Caching can get complex. It’s the question that Jini solves with leasing. If one of us goes down, when can the person holding the cache throw this stuff away? Leasing is a good answer to that. There are other answers, but leasing is a pretty elegant one.
On the other hand, if you store information that I can’t reconstruct, then a whole host of questions suddenly surface. One question is, “Are you now a single point of failure?” I have to talk to you now. I can’t talk to anyone else. So what happens if you go down?
To deal with that, you could be replicated. But now you have to worry about replication strategies. What if I talk to one replicant and modify some data, then I talk to another? Is that modification guaranteed to have already arrived there? What is the replication strategy? What kind of consistency do you need—tight or loose? What happens if the network gets partitioned and the replicants can’t talk to each other? Can anybody proceed?
There are answers to these questions. A whole branch of computer science is devoted to replication. But it is a nontrivial issue. You can almost always get into some state where you can’t proceed. You no longer have a single point of failure. You have reduced the probability of not being able to proceed, but you haven’t eliminated it.
If my interaction with you is stateless in the sense I’ve described—nothing more than a cache—then your failure can only slow me down if there’s an equivalent service to you. And that equivalent service can come up after you go down. It doesn’t necessarily have to be there in advance for failover.
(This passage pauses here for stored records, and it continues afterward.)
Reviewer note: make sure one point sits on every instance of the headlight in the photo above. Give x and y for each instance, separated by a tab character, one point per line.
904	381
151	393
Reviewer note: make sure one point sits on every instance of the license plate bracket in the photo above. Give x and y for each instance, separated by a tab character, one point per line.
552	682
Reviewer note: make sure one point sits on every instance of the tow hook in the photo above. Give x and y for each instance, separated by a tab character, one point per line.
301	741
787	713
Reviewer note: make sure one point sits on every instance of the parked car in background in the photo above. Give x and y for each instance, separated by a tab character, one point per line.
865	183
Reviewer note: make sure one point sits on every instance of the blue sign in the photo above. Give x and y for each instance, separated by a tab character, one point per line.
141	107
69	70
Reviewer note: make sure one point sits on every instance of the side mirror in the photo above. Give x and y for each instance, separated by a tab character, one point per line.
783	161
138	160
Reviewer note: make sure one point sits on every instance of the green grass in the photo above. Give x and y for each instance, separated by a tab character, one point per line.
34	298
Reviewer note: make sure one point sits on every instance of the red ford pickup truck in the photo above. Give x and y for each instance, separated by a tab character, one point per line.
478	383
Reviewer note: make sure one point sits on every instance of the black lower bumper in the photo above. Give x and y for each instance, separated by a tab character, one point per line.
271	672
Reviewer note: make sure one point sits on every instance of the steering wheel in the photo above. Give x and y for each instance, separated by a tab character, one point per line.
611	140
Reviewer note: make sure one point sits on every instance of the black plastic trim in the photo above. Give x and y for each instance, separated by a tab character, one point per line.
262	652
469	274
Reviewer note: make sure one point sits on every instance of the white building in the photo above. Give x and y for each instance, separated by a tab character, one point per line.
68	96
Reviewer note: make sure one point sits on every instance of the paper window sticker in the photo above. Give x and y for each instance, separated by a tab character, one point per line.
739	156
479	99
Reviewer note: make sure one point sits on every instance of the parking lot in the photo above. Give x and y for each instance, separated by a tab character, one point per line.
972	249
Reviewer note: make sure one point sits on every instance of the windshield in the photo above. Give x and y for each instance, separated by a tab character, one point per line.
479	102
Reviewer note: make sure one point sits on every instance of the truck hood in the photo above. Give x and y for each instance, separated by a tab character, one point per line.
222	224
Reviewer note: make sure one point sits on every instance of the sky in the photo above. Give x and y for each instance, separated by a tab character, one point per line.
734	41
So, generally, state introduces a whole host of problems and complications. People have solved them, but they are hell. So I follow the rule: make everything you can stateless. If there is one piece of the system you can’t make stateless—it has to have state—to the extent possible make it hold all the state. Have as few stateful components as you can.
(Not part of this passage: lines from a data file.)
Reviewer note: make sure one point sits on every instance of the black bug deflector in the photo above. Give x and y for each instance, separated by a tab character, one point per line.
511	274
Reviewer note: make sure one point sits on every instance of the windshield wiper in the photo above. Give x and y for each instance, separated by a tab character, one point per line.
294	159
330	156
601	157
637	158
If you end up with a system of five components and two of them have state, ask yourself if only one can have state. Because, assuming all components are critical, if either of the two stateful components goes down you are screwed. So you might as well have just one stateful component. Then at least four, instead of three, components have this wonderful feature of robustability. There are limits to how hard you should try to do that. You probably don’t want to put two completely unrelated things together just for that reason. You may want to implement them in the same place. But in terms of defining the interfaces and designing the systems, you should avoid state and then make as many components as possible stateless. The best answer is to make all components stateless. It is not always achievable, but it’s always my goal.
Bill Venners
All these databases lying around are state. On the Web, every Website has a database behind it.
Ken Arnold
Sure, the file system underneath a Website, even if it’s just HTML, is a database. And that is one case where state is necessary. How am I going to place an order with you if I don’t trust you to hold onto it? So in that case, you have to live with state hell. But a lot of work goes into that dealing with that state. If you look at the reliable, high-performance sites, that is a very nontrivial problem to solve. It is probably the distributed state problem that people are most familiar with. Anyone who has dealt with any large scale, high availability, or high performance piece of the problem knows that state is hell because they’ve lived with that hell. So the question is, “Why have more hell than you need to have?” You have to try and avoid it. Avoid. Avoid. Avoid.